Fed Governor Michelle Bowman was the sole dissented voice on the Federal Open Market Committee in its 11-1 decision to slash rate by 50 basis points instead of a quarter-point cut on Wednesday.
“The committee’s larger policy action could be interpreted as a premature declaration of victory on our price stability mandate,” Bowman said in a statement on Friday.
“I believe that moving at a measured pace toward a more neutral policy stance will ensure further progress in bringing inflation down to our 2% target.”
It was the first dissent by a member of the Fed’s Board of Governors in 19 years, and highlighted the still unresolved issue of how fully Fed Chair Jerome Powell had the backing of the FOMC’s 12 voting members and seven non-voting participants in beginning a new cycle of rate-cutting with the 50-basis-point reduction.
Only voting members of the committee, including the seven Fed governors and five of the 12 reserve bank presidents at any given meeting, can dissent.
Economic projections issued by other Fed policymakers alongside the policy statement on Wednesday showed many seemed inclined towards a quarter-percentage-point cut, though the “dot plot” reflecting officials’ rate outlook does not indicate how many of them were non-voters with no option to register an objection.
Fed Governor Christopher Waller said inflation data in the weeks leading up to the Fed’s September meeting pushed him to vote in favor of the larger cut.
Waller said instead of looking at just the core consumer price index and producer price index, he looked at the personal consumption expenditures price index — the Fed’s preferred inflation gauge.
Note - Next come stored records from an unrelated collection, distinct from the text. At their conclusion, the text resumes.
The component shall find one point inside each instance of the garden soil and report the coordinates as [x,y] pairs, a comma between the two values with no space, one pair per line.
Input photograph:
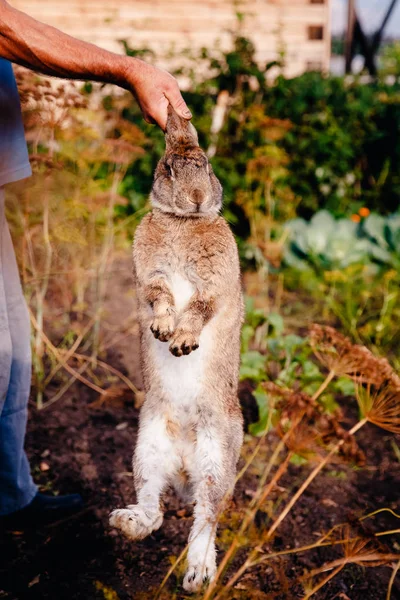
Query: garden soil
[82,445]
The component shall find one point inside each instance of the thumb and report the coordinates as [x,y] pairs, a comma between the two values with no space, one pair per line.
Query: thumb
[177,102]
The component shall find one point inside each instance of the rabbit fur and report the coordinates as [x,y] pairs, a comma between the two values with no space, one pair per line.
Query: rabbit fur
[190,309]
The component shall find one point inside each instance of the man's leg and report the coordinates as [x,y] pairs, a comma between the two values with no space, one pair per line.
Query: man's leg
[17,489]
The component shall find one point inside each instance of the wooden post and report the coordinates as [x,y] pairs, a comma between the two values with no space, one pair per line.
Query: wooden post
[349,45]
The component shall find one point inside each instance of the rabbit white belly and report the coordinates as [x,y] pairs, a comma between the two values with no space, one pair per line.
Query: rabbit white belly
[182,380]
[187,274]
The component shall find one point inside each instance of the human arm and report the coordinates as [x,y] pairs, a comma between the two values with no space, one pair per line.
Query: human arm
[44,49]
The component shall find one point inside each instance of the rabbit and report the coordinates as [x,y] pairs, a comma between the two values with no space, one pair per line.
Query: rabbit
[190,310]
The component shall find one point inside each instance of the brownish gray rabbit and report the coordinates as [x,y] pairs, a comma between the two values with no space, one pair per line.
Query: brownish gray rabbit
[190,312]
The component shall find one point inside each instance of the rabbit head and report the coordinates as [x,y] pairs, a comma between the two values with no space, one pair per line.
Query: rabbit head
[184,182]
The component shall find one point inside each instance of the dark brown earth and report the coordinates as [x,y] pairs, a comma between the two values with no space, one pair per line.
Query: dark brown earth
[88,450]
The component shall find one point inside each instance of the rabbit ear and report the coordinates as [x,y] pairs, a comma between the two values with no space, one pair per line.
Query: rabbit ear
[179,133]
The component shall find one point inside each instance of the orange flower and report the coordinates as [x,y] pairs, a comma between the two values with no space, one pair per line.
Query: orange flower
[364,211]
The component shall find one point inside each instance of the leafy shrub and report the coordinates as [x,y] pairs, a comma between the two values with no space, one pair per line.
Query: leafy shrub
[306,143]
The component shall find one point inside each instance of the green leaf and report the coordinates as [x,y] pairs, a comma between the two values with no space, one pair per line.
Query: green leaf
[264,417]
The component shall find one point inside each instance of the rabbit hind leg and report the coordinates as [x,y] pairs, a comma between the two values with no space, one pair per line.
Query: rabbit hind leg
[155,463]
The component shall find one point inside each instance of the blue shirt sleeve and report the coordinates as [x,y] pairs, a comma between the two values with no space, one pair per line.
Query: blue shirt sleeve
[14,160]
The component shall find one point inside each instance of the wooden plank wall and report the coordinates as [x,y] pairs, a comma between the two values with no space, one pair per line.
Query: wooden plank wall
[163,25]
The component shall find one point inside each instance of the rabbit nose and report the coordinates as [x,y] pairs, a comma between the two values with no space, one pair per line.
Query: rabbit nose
[198,196]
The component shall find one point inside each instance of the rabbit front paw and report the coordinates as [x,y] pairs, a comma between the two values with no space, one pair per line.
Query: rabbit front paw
[163,326]
[183,342]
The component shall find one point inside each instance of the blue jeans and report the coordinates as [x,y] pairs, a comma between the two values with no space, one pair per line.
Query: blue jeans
[16,485]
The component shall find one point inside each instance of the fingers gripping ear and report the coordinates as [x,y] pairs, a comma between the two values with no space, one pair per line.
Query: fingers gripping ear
[179,132]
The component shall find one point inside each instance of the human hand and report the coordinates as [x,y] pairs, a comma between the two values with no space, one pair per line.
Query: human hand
[154,89]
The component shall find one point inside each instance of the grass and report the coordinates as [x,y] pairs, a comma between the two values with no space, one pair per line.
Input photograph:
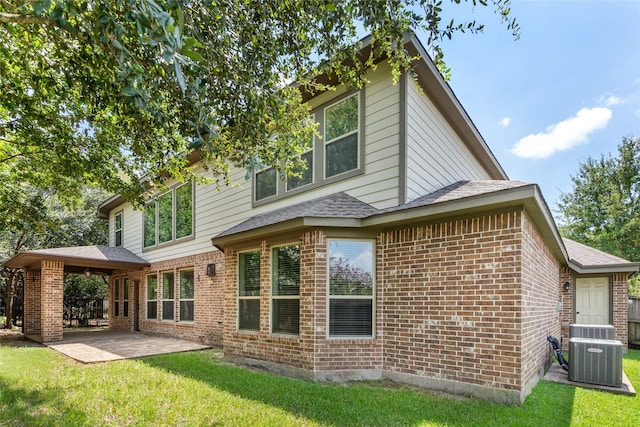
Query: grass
[39,387]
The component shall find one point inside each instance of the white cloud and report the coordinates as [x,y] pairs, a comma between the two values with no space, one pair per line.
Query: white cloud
[564,135]
[612,100]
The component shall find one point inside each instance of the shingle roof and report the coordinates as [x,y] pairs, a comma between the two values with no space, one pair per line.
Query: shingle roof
[338,205]
[587,256]
[341,205]
[460,190]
The PCE has risen at an annualized rate less than 1.8% over the last three months, even lower than the Fed’s goal of 2%, he said.
“If the data starts coming in soft and continues to come in soft, I would be much more willing to be aggressive on rate cuts to get inflation closer to our target,” he told CNBC.
But Bowman said she is worried that strong demand could continue to drive prices upward.
“I am also taking signal from continued solid growth in the spending data, especially consumer spending, reflecting a healthy labor market,” she said. “Inflation remains above our 2% goal, as core personal consumption expenditures prices are still rising faster than 2.5% from 12 months earlier.”